Many will consider “core activities,” “large scale,” and “regular and systematic monitoring” subject to interpretation. The UK’s Information Commissioner’s Office offers some helpful advice in this regard:
- “Core activities” are the primary business activities of an organization. If working with personal data is necessary to achieve a key business objective, then it’s a core activity.
- “Regular and systematic” monitoring of data subjects includes all forms of tracking and profiling, both online and offline. Behavioral advertising falls under this category.
- When determining if processing is on a “large scale,” the number of subjects, volume and range of information, and duration or permanence of the processing activity all ought to be taken into account.
For example, if your organization’s marketing department regularly uses algorithms to monitor and analyze the behavior of users or customers, that would almost certainly meet the criteria for requiring a DPO.
Why a DPO is a good idea, even if you don’t need one
At first, the DPO requirement may seem totally unrealistic for many organizations. Few SMEs can afford to spend significant amounts of time ensuring compliance with new data protection legislation, let alone hiring a data protection expert to scrutinize their day-to-day operations.
The good news is that appointing a DPO isn’t as costly as it might seem. For one, companies can appoint an existing employee to the role. GDPR doesn’t require DPOs to have any specific education or training. The statute requires only that a potential DPO have suitable “professional qualities” and some knowledge of data protection law and practices. In this vein, EDPS offers resources for the fledgling DPO, including a brief powerpoint that helps them get started.
Indeed, some quick LinkedIn searching over the recently announced list of EU agency DPOs reveals that many lack any specialized training in data protection. For smaller organizations in particular, a DPO with some general background in law seems to suffice. For them, cybersecurity organizations like the Security & Continuity Institute (SECO) in Amsterdam offer training programs and certification exams. In other cases, organizations can appoint an external DPO without hiring them on as a full-time employee. Companies like the DPO Network have been offering recruitment services for both internal and external data protection and privacy experts, including DPOs.
Even for organizations that don’t ostensibly need a data protection officer, it’s still a good idea to have one. At this early stage, it’s hard to know how widely-encompassing GDPR enforcement will become, as well as how terms like ‘large scale’ and ‘core activities’ may be interpreted.

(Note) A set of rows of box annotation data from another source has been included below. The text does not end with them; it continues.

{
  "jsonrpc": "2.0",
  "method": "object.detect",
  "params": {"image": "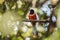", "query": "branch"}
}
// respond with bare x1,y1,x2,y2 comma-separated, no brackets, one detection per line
22,19,50,23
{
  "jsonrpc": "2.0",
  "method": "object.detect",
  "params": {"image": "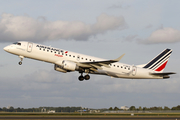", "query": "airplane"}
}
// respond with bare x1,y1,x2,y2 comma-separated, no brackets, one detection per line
4,41,176,81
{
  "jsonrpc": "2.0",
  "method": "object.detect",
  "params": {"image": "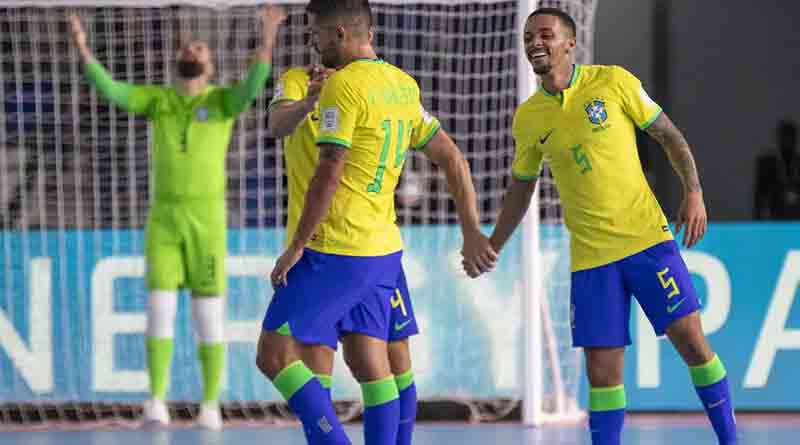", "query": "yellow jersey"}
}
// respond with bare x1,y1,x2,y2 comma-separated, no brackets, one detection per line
308,59,439,256
512,65,672,271
269,67,319,245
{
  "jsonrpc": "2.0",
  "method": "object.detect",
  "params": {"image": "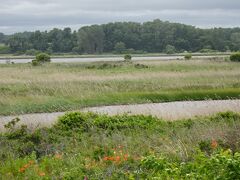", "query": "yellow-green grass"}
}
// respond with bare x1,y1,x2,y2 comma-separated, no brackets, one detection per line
0,60,240,115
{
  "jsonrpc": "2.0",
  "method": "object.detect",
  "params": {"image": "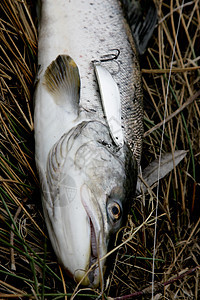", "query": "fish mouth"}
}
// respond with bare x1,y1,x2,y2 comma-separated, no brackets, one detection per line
88,217,100,286
81,186,106,288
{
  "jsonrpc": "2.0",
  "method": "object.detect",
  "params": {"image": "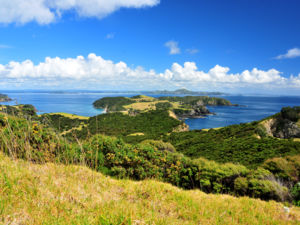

And even if an organization believes itself fully compliant with the regulation now, a change of strategy in a marketing department or an engineering team could misalign ‘core activities’ with the regulation.
Appointing a DPO can be a cost-effective way of preempting complaints, as well as identifying places where compliance may be compromised, now and in the future. Perhaps even more important, most experts agree that for the foreseeable future GDPR enforcers will scrutinize companies for good-faith efforts to reach and maintain compliance. Voluntarily appointing an officer to serve as a point of contact with regulators and data subjects is a great way to show such an effort.